The findings, he added, “underscore the power of human genetics. A handful of genes have been identified in rare familial migraine disorders but they all involve ion channels and pumps. This is the first human migraine gene linked to an enzyme involved in phosphorylating proteins. …By studying the pathways that are changing in our animal model, we will better understand the triggers of migraine,” said Dr. Ptácček.
Clinically, patients often say that changes in sleep can bring on a migraine. “This finding strengthens the link between sleep and migraine,” he added.
The team is now working to identify specific proteins that are not being properly phosphorylated. They are interested in the gap junction protein, connexin 43. The mutant mice do not phosphorylate it, said Dr. Shapiro.
“They did a good job of establishing that this mutation can also predispose to migraine. This is new,” said Clifford B. Saper, MD, PhD, the James Jackson Putnam professor at Harvard Medical School and chairman of the department of neurology at Beth Israel Deaconess Medical Center. “The finding suggests a possible reason that migraine and cluster headaches may be circadian.

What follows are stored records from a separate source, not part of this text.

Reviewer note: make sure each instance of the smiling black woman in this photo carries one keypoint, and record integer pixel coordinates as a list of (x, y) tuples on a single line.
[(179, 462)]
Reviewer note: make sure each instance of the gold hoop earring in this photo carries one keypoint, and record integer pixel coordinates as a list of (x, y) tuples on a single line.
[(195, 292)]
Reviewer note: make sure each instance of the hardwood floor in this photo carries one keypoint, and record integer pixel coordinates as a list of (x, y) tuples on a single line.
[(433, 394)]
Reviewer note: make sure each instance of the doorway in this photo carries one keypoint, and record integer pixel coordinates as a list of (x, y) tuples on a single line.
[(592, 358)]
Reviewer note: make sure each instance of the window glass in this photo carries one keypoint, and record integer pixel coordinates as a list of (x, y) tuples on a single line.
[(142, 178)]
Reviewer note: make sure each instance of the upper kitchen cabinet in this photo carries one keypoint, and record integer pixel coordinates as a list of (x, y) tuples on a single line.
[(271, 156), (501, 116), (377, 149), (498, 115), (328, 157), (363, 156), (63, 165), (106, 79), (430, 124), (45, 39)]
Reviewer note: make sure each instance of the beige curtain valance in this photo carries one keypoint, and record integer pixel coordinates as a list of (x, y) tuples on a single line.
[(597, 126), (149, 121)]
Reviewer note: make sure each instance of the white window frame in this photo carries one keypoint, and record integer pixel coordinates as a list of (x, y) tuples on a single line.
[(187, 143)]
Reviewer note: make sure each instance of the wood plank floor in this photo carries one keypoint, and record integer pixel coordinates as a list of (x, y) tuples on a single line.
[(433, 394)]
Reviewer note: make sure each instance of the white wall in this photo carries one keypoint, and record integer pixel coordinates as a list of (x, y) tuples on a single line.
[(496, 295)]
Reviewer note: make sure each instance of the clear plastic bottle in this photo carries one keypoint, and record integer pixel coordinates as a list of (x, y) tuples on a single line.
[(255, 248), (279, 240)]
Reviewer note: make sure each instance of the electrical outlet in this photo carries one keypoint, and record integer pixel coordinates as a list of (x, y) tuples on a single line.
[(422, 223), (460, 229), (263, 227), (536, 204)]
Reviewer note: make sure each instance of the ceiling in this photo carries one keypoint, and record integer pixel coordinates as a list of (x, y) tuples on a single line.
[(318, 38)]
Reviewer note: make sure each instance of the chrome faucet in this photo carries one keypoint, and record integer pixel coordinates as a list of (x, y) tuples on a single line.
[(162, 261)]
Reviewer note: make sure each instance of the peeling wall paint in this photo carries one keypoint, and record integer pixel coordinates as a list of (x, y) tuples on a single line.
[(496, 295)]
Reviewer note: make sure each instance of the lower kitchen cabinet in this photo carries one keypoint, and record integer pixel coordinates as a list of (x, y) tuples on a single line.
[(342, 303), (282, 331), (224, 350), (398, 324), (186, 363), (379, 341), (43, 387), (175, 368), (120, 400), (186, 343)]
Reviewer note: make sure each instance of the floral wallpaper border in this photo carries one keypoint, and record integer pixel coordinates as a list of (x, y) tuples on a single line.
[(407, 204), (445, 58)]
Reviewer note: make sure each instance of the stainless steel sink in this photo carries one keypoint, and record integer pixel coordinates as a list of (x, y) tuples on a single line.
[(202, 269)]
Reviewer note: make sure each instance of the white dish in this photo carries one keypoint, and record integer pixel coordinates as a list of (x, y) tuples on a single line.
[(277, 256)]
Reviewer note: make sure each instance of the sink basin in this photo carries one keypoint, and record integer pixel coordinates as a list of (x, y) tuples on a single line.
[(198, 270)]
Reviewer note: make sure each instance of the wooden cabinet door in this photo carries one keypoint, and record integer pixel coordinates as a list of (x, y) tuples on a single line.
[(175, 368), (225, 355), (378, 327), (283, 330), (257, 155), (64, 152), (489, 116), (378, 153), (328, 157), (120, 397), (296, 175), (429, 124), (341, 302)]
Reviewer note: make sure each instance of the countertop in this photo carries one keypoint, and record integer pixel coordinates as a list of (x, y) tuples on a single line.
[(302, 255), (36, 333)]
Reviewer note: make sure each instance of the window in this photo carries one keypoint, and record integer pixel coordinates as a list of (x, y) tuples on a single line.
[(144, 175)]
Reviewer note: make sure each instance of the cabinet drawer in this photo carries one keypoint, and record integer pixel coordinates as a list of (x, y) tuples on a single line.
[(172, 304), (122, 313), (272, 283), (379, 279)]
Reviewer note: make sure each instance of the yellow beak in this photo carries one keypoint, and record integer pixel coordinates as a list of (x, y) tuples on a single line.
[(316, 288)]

They did as good a job of establishing that as you can in a mouse, which you cannot really ask if it has migraine headaches.
“The implication for migraine is that gene mutations can increase spreading depression, which is thought to cause migraine,” said Dr. Saper. “This is nice collateral evidence to support the spreading depression theory.”
Peter Goadsby, MD, professor of neurology at the University of California, San Francisco (UCSF) and director of the UCSF Headache Program, called Dr. Ptácček “one of the great gene hunters of the era,” and said that “this is the first migraine gene identified that is involved in more common forms of migraine. That this gene turns up in sleep and migraine is key, I think. Many of our patients tell us that altering sleep patterns increases their migraines. If we can understand the biology, it would tell us a great deal about how we might go about treating migraines.”
In an accompanying editorial, Aarno Palotie, MD, PhD, a geneticist at the Wellcome Trust Genome Campus in Cambridge; Mikko Kallela, MD, PhD, at Helsinki University; and Verneri Anttila, PhD, a research fellow in medicine in the program in medical and population genetics at the Broad Institute of the Massachusetts Institute of Technology and Harvard, wrote that the key challenge in genetics is “to decipher how each puzzle piece adds to our picture of the brain's complexity and the phenotypes it manifests.” They said the findings suggest that “phenotyping can be used to illuminate potential connections between divergent phenotypes.”
The editorialists added that it “also supports the hypothesis that the brain has a limited number of ways to react to a disruption in homeostasis, and because migraine is a common secondary symptom in a range of conditions, migraine attacks appear to be one of those ways.”
The link to sleep, they wrote, “is most evident in cluster headaches, a close cousin to migraine, in which the attacks demonstrate a striking diurnal and seasonal periodicity; attacks tend to strike like clockwork within a few hours after falling asleep. Observations that too little or too much sleep can trigger a migraine headache have spurred scientists to link brain centers that control circadian and sleep mechanisms with migraine pathophysiology.”